This is the last 24 hours, a three degree drop doesn't look too bad (no heating on) but it certainly feels very chilly.
Not surprised it feels chilly, its getting down to 18C, you need to do something about that
This is going back as far as possible with lowest magnification - last 30 days history. Yellow line is the room temperature, lumpy green line is outside temperature, and other green line is the thermostat set point. Looks like it is at the point where heating would cut in, except boiler is turned off. Basically in all that time, even though external temperature has gone down to 5C-ish on a few nights, the room temperature hasn't changed. On days when the sun has been strong there will have been some solar gain, which building will have absorbed and hung onto for cooler days (thermal mass of internal walls is deliberately high).

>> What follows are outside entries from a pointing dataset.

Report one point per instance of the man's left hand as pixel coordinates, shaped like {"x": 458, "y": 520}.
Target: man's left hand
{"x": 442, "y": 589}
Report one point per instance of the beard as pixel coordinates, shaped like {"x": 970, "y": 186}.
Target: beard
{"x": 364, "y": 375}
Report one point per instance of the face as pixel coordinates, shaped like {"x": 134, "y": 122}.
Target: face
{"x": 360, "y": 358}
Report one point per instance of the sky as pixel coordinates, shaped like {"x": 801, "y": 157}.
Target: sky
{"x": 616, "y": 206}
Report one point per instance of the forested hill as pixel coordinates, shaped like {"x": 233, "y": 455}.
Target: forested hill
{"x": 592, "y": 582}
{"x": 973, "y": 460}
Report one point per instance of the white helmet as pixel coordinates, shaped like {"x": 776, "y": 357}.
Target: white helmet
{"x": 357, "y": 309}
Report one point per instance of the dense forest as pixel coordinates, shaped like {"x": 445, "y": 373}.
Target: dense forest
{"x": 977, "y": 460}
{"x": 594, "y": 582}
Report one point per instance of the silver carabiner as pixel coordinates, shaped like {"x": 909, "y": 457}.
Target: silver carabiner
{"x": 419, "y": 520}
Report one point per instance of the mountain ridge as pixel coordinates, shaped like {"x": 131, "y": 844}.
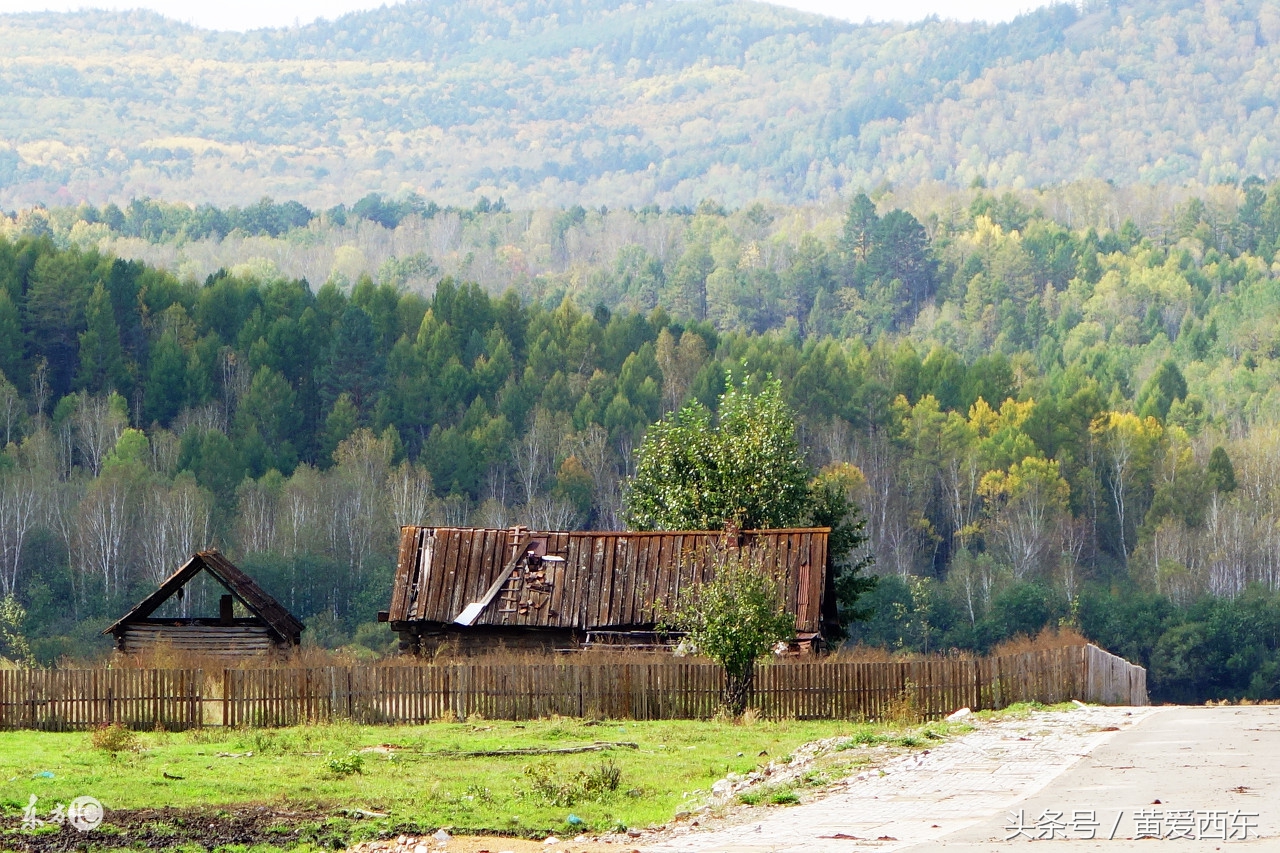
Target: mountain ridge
{"x": 613, "y": 103}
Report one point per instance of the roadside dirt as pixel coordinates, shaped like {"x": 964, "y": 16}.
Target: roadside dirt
{"x": 213, "y": 828}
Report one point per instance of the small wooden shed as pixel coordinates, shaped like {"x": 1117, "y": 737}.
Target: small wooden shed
{"x": 480, "y": 588}
{"x": 268, "y": 628}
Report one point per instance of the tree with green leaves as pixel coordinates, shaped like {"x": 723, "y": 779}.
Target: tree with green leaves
{"x": 743, "y": 466}
{"x": 735, "y": 619}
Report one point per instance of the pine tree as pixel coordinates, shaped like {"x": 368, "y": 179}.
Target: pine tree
{"x": 101, "y": 359}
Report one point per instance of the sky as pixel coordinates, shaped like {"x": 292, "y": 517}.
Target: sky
{"x": 248, "y": 14}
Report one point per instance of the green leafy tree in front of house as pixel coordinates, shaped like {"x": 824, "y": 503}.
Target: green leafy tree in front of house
{"x": 743, "y": 466}
{"x": 735, "y": 619}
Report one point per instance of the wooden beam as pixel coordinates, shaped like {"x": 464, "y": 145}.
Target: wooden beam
{"x": 472, "y": 611}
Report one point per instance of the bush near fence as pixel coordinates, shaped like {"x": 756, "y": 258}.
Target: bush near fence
{"x": 658, "y": 689}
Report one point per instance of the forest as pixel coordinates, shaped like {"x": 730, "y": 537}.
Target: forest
{"x": 1045, "y": 423}
{"x": 556, "y": 103}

I'm not doing anything clever here, this is exactly what the building is intended and designed to do
Basically in the middle of the last 30 days the temperature climbed 1C, and now it has fallen back again (lousy weather recently), and throughout it has oscillated 1C most days.
the whole feeding the grid vs self consumption element is the trickiest bit.
Most people must be out-to-work Mon-Fri and unable to take advantage of the PV, exporting it, and getting "presumed 50% export" payment. I too have the presumed 50% export payment FIT, but I don't think I have ever actually exported a single kWh ...
If you've got plenty of roof
I would hazard that:
South first, West second because it peaks later, overlapping when folk come home from work / cook evening meal (for those may even be better than South) and East last (generates early, most probably when even at-home people are using very little power).
North = better have good FIT kickback!
I have high efficiency Panasonic panels
I bought Panasonic panels (more than 5 years ago) because a) all-black looked better, and b) they are warranted to lose what seems like only a tiny amount of generating ability over 20 years.